A product backend that kicks off a workflow, waits for it, and reports the result:

TypeScript
import { KBPlatform } from '@kb-labs/platform-client';
 
interface JobRun {
  jobName: string;
  status: string;
  durationMs?: number;
  error?: { message: string; code?: string };
}
 
interface WorkflowRun {
  id: string;
  status: 'queued' | 'running' | 'success' | 'failed' | 'cancelled' | 'skipped' | 'dlq';
  createdAt: string;
  jobs: JobRun[];
}
 
const platform = new KBPlatform({
  endpoint: process.env.KB_GATEWAY_URL!,
  apiKey: process.env.KB_API_KEY!,
  defaultTags: { source: 'release-tool' },
});
 
export async function runRelease(version: string, dryRun: boolean): Promise<void> {
  // Trigger
  const run = await platform.call<WorkflowRun>('workflows', 'run', {
    workflowId: 'release',
    inputs: { version, dryRun },
    idempotencyKey: `release-${version}`,
  });
 
  console.log(`Release started: ${run.id}`);
  platform.telemetry.event('release.started', { version, runId: run.id });
 
  // Poll until completion
  const start = Date.now();
  let completed = run;
 
  while (Date.now() - start < 30 * 60_000) {
    completed = await platform.call<WorkflowRun>('workflows', 'get', run.id);
 
    if (['success', 'failed', 'cancelled'].includes(completed.status)) break;
 
    await new Promise((r) => setTimeout(r, 2000));
  }
 
  // Report
  if (completed.status === 'success') {
    console.log(`Release ${version} completed successfully`);
    platform.telemetry.event('release.completed', {
      version,
      durationMs: Date.now() - start,
    });
  } else {
    const failedJob = completed.jobs.find((j) => j.status === 'failed');
    const message = failedJob?.error?.message ?? 'Unknown failure';
    console.error(`Release ${version} ${completed.status}: ${message}`);
    platform.telemetry.event('release.failed', {
      version,
      status: completed.status,
      reason: message,
    });
    throw new Error(`Release failed: ${message}`);
  }
 
  await platform.telemetry.flush();
}

This is the typical product-side pattern: construct the client once, use call() for triggering, poll for completion, emit telemetry around it.

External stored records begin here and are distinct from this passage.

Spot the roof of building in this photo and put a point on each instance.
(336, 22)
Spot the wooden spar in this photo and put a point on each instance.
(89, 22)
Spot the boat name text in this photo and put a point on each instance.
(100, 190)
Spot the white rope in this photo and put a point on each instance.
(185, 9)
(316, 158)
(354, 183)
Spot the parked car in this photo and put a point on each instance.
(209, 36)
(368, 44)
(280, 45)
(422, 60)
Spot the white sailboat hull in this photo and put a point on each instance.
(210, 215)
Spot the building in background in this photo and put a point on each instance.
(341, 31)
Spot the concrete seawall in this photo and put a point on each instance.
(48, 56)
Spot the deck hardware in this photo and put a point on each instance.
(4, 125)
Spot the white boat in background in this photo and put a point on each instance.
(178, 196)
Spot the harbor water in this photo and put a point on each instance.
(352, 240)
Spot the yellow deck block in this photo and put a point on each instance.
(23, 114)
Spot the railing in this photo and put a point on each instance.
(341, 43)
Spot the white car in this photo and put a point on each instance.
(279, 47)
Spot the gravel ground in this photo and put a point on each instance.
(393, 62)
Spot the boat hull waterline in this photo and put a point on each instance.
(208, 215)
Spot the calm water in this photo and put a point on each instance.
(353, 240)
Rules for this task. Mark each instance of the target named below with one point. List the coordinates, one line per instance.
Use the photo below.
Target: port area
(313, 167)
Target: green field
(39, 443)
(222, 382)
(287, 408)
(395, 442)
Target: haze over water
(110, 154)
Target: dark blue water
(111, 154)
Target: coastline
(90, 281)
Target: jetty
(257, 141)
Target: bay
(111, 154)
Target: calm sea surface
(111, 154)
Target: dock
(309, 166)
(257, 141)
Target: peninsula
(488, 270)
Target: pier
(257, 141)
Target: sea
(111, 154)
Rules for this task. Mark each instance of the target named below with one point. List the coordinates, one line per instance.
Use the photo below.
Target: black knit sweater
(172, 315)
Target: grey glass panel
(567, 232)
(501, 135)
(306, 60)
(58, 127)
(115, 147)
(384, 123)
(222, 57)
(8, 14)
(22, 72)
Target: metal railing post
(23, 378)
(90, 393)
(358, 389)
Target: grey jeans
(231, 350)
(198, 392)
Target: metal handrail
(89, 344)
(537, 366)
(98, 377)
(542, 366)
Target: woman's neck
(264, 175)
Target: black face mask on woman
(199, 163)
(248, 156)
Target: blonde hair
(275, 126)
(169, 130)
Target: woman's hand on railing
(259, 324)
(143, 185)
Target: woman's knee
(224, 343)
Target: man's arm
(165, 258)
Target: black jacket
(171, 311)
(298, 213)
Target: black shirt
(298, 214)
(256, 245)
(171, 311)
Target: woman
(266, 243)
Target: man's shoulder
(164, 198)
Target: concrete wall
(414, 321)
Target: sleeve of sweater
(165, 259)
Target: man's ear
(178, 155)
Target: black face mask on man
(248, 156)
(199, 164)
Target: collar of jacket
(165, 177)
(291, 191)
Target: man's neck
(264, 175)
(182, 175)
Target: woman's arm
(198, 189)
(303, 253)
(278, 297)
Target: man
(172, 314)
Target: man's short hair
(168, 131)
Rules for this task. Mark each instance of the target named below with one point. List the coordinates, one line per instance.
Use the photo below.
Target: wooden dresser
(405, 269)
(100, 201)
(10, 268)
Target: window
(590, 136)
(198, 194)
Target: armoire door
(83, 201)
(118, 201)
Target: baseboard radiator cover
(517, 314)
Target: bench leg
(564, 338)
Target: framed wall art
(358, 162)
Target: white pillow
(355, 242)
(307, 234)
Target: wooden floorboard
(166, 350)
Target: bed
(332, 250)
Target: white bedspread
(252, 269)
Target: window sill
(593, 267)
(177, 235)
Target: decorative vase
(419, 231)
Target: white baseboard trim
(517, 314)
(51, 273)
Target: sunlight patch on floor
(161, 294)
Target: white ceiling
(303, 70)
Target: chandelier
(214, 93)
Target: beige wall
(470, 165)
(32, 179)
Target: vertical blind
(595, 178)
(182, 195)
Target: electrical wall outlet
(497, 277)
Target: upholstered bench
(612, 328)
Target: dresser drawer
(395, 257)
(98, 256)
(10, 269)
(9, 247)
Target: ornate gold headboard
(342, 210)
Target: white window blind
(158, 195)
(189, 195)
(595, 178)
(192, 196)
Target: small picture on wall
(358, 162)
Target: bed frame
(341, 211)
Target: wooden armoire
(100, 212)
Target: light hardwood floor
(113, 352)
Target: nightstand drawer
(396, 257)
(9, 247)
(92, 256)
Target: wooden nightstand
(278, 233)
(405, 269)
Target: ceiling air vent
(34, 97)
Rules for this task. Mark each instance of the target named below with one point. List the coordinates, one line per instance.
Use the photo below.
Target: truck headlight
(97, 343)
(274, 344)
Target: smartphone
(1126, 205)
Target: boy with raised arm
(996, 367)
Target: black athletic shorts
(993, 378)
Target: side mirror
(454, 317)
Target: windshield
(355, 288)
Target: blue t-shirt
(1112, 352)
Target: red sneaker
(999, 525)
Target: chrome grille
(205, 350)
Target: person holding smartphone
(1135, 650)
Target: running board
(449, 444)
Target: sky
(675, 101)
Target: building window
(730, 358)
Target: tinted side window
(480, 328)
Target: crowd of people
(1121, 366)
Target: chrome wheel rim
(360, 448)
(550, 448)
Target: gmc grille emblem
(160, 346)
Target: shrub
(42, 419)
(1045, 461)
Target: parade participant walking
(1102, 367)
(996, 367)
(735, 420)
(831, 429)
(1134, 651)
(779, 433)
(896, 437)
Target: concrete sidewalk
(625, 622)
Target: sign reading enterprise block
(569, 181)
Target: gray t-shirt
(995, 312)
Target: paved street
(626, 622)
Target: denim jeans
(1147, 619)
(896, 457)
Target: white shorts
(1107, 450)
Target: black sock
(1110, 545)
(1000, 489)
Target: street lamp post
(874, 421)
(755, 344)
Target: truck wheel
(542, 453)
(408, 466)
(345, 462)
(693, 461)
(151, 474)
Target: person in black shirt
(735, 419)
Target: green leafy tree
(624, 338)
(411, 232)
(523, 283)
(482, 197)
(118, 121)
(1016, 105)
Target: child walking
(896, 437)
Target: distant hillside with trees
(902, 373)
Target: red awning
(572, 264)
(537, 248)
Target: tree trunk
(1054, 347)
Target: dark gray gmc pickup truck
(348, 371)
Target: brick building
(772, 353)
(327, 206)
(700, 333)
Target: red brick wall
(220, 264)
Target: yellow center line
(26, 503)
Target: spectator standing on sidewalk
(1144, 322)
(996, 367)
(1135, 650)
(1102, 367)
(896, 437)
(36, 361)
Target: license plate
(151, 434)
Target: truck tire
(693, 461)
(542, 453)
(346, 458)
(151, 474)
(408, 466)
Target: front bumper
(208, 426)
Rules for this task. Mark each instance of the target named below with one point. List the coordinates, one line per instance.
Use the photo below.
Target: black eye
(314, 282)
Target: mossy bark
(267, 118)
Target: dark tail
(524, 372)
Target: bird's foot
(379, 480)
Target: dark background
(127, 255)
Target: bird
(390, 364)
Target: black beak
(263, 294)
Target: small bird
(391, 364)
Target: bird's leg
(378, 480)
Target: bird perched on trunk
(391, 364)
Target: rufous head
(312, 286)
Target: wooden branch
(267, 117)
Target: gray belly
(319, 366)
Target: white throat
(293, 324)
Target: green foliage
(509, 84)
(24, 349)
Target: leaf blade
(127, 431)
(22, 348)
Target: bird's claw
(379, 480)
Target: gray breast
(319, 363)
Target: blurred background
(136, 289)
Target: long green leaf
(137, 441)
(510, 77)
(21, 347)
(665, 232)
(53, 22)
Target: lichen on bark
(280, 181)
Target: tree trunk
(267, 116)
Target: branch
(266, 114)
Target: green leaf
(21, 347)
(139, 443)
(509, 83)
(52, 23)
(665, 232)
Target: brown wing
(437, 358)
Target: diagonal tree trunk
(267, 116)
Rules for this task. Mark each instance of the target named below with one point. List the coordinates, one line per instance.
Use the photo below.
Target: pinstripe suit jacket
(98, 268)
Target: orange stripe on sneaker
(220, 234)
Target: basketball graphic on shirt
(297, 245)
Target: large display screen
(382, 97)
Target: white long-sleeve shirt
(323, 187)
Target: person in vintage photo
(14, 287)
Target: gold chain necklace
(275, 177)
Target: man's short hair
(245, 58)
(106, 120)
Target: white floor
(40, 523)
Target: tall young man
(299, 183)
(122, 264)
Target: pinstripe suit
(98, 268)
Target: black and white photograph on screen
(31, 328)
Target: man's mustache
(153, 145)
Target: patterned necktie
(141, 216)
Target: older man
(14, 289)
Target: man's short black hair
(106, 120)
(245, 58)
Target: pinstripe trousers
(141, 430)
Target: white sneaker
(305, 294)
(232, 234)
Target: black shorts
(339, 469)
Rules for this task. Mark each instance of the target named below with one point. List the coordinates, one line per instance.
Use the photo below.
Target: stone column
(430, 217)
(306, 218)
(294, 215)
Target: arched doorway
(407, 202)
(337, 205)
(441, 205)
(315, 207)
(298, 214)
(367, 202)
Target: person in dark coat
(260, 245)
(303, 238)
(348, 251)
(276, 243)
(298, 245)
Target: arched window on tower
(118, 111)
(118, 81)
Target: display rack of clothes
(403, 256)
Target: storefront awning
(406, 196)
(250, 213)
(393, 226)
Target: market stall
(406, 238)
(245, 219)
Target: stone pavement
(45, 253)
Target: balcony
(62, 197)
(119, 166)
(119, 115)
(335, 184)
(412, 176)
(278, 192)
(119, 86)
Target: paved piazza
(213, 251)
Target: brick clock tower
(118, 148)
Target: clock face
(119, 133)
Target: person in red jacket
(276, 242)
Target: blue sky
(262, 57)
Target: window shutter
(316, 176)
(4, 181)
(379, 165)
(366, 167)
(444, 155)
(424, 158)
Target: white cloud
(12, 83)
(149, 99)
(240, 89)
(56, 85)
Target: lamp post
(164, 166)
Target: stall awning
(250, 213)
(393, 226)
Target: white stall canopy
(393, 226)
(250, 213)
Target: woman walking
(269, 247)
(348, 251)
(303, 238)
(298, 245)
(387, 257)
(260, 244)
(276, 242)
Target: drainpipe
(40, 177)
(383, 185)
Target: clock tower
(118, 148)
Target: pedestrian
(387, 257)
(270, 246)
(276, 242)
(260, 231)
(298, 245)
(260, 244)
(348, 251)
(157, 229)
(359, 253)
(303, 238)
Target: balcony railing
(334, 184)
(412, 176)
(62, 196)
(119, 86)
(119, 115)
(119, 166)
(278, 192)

No dedicated workflow proxy needed.

What's not supported

  • Real-time events. No SSE, no WebSocket, no push updates. Poll or use the REST API directly.
  • Step-level streaming. The run's jobs array is available via get, but per-step output doesn't stream to the client.
  • Artifact download. The client doesn't wrap artifact downloads. Use raw fetch against the REST API's artifact endpoints.
  • Workflow spec authoring. You can't upload a new workflow spec via the client — specs are part of the plugin/workflow registry, installed separately.

If any of these matter to your use case, drop down to raw HTTP against the gateway's workflow endpoints. The client intentionally covers only the common path.